ハサ掛け米は、米をハサに掛けて自然乾燥させたもの。
曲げわっぱは、天然杉を組み立てたもの。
このおひつにご飯を入れて、その翌日。
ハサ掛け米は、ほどよくしっとりしていて、均一に粒々。
おひつと、芯の水分までやりとりして、バランスを取っている感じだ。
機械的(電気、重油)乾燥では、表面からしか水分のやり取りができない。
乾燥してくると、おひつや隣の飯粒とひっつくこともある。
レンジで暖めても、食事中に味がだんだん落ちていく。
◆ハサ掛け米の自然乾燥の極意
刈り取って束ねた稲を逆さ(穂を下)にして、天日でじっくり乾燥させるハサ掛け。
稲刈り後に雨が多くなる越後の米作りの知恵である。
その極意は、乾燥の進むステップにある。
昼間、太陽熱に暖められて米(もみ付き)は膨張し、表面から水分が蒸発する。
夜間、気温が下がり、米粒は収縮し、芯の方の水分が乾燥した表面方向に移動する。
このステップを3週間ほど繰り返し、米はゆっくりと均一に乾燥する。
ちょうど、タオルやふきんをゆすいで固く絞っても、少したつと、また絞れるようなもの。

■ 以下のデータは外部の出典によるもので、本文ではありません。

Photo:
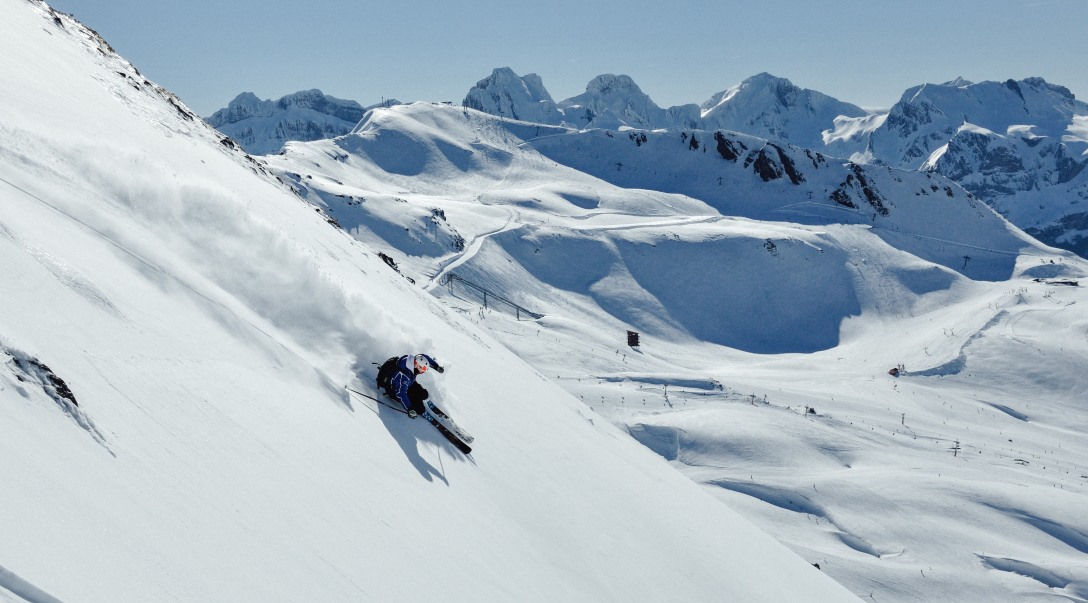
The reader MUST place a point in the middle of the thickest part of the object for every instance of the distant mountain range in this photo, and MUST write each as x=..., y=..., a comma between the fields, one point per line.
x=1021, y=146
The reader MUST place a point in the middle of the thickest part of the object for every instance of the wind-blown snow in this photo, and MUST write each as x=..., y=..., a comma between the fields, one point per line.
x=207, y=319
x=769, y=316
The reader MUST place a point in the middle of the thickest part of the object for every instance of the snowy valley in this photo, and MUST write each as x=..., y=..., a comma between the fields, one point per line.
x=180, y=320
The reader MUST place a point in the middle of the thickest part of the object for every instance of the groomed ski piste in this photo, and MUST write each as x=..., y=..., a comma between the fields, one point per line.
x=770, y=316
x=206, y=321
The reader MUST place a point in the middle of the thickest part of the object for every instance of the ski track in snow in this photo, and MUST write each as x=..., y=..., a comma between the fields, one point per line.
x=24, y=590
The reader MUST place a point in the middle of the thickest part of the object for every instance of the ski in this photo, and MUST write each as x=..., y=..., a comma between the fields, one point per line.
x=455, y=438
x=457, y=442
x=387, y=404
x=444, y=419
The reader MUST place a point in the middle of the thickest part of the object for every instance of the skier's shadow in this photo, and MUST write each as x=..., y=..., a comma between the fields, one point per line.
x=408, y=433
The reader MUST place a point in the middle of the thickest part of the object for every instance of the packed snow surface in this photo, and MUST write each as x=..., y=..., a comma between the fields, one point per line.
x=178, y=325
x=773, y=304
x=176, y=332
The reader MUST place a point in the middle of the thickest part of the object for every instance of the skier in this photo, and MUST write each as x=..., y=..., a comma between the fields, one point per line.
x=397, y=378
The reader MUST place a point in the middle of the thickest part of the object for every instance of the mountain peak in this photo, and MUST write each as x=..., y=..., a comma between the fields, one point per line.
x=262, y=126
x=506, y=94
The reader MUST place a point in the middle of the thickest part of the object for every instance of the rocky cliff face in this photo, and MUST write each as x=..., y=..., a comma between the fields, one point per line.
x=508, y=95
x=262, y=126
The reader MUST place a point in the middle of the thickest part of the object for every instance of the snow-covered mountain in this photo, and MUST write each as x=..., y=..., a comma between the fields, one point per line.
x=773, y=288
x=1020, y=145
x=180, y=319
x=176, y=331
x=508, y=95
x=609, y=101
x=262, y=126
x=776, y=109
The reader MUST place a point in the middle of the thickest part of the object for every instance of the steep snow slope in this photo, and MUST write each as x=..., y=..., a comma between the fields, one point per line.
x=775, y=109
x=262, y=126
x=202, y=321
x=905, y=489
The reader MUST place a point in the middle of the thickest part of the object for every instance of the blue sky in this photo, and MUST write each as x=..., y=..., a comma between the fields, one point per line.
x=861, y=51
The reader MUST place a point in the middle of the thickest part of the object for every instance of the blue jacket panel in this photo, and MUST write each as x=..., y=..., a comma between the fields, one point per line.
x=405, y=377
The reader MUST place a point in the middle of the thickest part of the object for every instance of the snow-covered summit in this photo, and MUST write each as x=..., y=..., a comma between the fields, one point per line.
x=204, y=321
x=262, y=126
x=507, y=95
x=775, y=108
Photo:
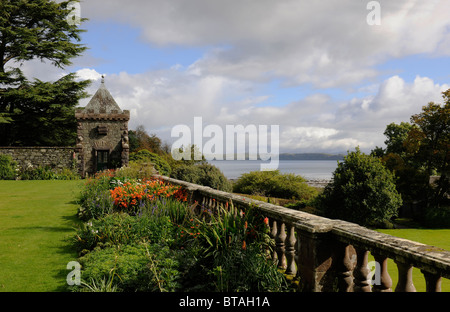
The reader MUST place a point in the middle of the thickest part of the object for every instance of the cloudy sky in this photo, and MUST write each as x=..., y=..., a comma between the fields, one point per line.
x=329, y=78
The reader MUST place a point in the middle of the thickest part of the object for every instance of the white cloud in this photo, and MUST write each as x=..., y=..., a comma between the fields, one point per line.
x=326, y=43
x=162, y=99
x=323, y=44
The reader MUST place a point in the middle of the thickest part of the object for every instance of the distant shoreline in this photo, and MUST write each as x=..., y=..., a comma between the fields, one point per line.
x=290, y=156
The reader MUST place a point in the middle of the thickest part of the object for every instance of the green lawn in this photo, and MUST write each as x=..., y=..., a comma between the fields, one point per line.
x=434, y=237
x=37, y=218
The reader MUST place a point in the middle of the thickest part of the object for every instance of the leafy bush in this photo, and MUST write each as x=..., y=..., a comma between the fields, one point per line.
x=158, y=162
x=275, y=184
x=131, y=196
x=121, y=229
x=135, y=170
x=203, y=174
x=48, y=173
x=7, y=168
x=163, y=246
x=139, y=267
x=94, y=199
x=234, y=252
x=362, y=191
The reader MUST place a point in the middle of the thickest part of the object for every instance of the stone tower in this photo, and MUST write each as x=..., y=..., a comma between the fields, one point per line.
x=102, y=134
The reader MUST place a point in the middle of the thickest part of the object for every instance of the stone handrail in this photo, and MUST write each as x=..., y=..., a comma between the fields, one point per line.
x=332, y=255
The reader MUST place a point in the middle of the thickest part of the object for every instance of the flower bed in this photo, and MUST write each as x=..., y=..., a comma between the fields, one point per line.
x=142, y=235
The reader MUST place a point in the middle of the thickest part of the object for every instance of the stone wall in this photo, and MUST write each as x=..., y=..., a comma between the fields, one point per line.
x=54, y=157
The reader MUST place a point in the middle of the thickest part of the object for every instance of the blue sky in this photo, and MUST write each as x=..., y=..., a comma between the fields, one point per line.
x=317, y=69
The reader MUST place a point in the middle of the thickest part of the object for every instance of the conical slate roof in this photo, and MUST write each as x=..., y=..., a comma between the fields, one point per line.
x=102, y=102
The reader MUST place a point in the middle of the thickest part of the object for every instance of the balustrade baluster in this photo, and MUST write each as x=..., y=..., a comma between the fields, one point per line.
x=405, y=283
x=273, y=235
x=384, y=278
x=280, y=248
x=361, y=272
x=290, y=251
x=433, y=281
x=346, y=258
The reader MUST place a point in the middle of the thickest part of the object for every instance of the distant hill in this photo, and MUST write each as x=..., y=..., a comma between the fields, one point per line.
x=311, y=156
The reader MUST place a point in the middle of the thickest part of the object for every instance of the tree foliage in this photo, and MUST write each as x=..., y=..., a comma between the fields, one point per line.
x=274, y=184
x=416, y=151
x=362, y=191
x=202, y=174
x=34, y=112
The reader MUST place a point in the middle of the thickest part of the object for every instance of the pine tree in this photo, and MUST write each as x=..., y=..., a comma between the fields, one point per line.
x=36, y=112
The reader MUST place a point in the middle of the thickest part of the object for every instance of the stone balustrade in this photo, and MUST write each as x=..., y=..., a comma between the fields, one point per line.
x=332, y=255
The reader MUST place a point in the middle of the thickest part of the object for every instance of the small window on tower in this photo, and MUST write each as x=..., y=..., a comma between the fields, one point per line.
x=102, y=130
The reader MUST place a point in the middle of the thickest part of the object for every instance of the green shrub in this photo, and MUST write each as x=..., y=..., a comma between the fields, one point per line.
x=121, y=229
x=158, y=162
x=274, y=184
x=234, y=253
x=133, y=268
x=139, y=169
x=95, y=199
x=362, y=191
x=7, y=168
x=203, y=174
x=48, y=173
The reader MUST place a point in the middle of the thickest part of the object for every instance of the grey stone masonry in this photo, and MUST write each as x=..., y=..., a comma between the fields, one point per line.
x=332, y=255
x=102, y=134
x=32, y=157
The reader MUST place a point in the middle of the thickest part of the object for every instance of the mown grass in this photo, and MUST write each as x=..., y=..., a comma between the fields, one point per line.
x=37, y=219
x=433, y=237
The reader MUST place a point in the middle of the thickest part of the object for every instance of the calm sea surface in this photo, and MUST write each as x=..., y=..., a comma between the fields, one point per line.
x=309, y=169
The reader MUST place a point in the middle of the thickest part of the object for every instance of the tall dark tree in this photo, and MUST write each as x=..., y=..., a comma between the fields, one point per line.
x=34, y=112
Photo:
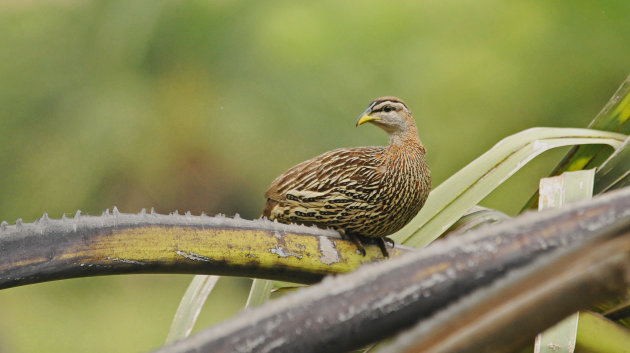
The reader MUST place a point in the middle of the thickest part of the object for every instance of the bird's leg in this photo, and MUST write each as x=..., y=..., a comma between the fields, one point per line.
x=390, y=241
x=383, y=246
x=354, y=238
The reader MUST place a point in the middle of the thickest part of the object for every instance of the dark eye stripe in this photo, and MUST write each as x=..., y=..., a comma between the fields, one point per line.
x=379, y=106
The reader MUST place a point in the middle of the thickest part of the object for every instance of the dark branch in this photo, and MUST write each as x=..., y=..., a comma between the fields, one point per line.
x=151, y=243
x=378, y=300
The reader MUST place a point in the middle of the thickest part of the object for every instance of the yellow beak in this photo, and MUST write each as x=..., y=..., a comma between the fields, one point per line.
x=364, y=118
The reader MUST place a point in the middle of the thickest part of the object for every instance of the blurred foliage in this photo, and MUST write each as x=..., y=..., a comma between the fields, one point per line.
x=198, y=105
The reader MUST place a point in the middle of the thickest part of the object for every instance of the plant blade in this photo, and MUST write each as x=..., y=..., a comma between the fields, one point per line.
x=190, y=307
x=615, y=172
x=451, y=199
x=615, y=116
x=554, y=193
x=259, y=293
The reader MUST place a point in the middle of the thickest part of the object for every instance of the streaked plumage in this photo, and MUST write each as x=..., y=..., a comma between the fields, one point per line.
x=364, y=191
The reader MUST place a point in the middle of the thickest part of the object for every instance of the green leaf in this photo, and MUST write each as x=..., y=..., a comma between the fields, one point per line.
x=560, y=338
x=554, y=193
x=615, y=172
x=475, y=218
x=615, y=116
x=190, y=306
x=259, y=293
x=598, y=334
x=451, y=199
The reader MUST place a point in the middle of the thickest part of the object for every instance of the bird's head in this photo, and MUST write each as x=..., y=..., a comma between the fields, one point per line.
x=390, y=114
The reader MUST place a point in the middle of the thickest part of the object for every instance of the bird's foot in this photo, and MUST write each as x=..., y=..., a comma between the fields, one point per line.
x=382, y=244
x=355, y=239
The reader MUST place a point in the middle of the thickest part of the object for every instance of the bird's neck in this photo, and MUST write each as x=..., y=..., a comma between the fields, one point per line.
x=405, y=137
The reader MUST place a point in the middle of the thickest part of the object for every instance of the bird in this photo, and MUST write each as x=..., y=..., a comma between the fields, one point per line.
x=362, y=192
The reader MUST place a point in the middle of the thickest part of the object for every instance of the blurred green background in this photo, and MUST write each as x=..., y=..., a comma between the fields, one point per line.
x=198, y=105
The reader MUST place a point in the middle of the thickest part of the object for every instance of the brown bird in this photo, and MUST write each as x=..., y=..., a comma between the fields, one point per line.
x=363, y=192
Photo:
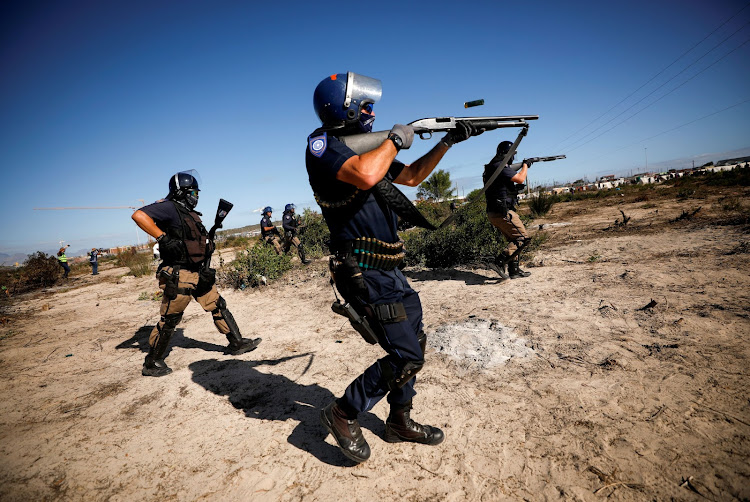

外から絞るだけではダメで、中から沁み出す水分を絞る必要がある。
干物なども原理は同じで、天日干しは味が違う。
加えて、ハサに掛けている間に、茎(稲わら)部分から養分が補充される。
逆さに干しているから、重力で穂の部分に落ちてくる。
そのため、うま味がいっそう増すといわれている。
◆現代農法では
機械化された現代農法では、コンバインで稲刈りをする。
刈り取りながら、米粒をそぎ取ってタンクに貯めていく。
稲わらは刻んで、後から田んぼに撒いていく。(そのまま肥料にする)
あとは乾燥機で、熱風をあてて短時間で乾燥させる。
表面から水分を蒸発させ、米粒がある比率で軽くなれば、完了。
つまり、表面が乾燥しても芯には水分が残り、不均一だ。しかもうま味の補充もない。
◆自然を生かす伝統の技
どうやら、コンバイン、乾燥機、あるいは炊飯器などでは及ばない、非効率なうま味の世界がある。
自然と共存する日本の米作りの匠の技である。
真においしい米を食べ続けるために、この技を失ってはならないと、強く思う。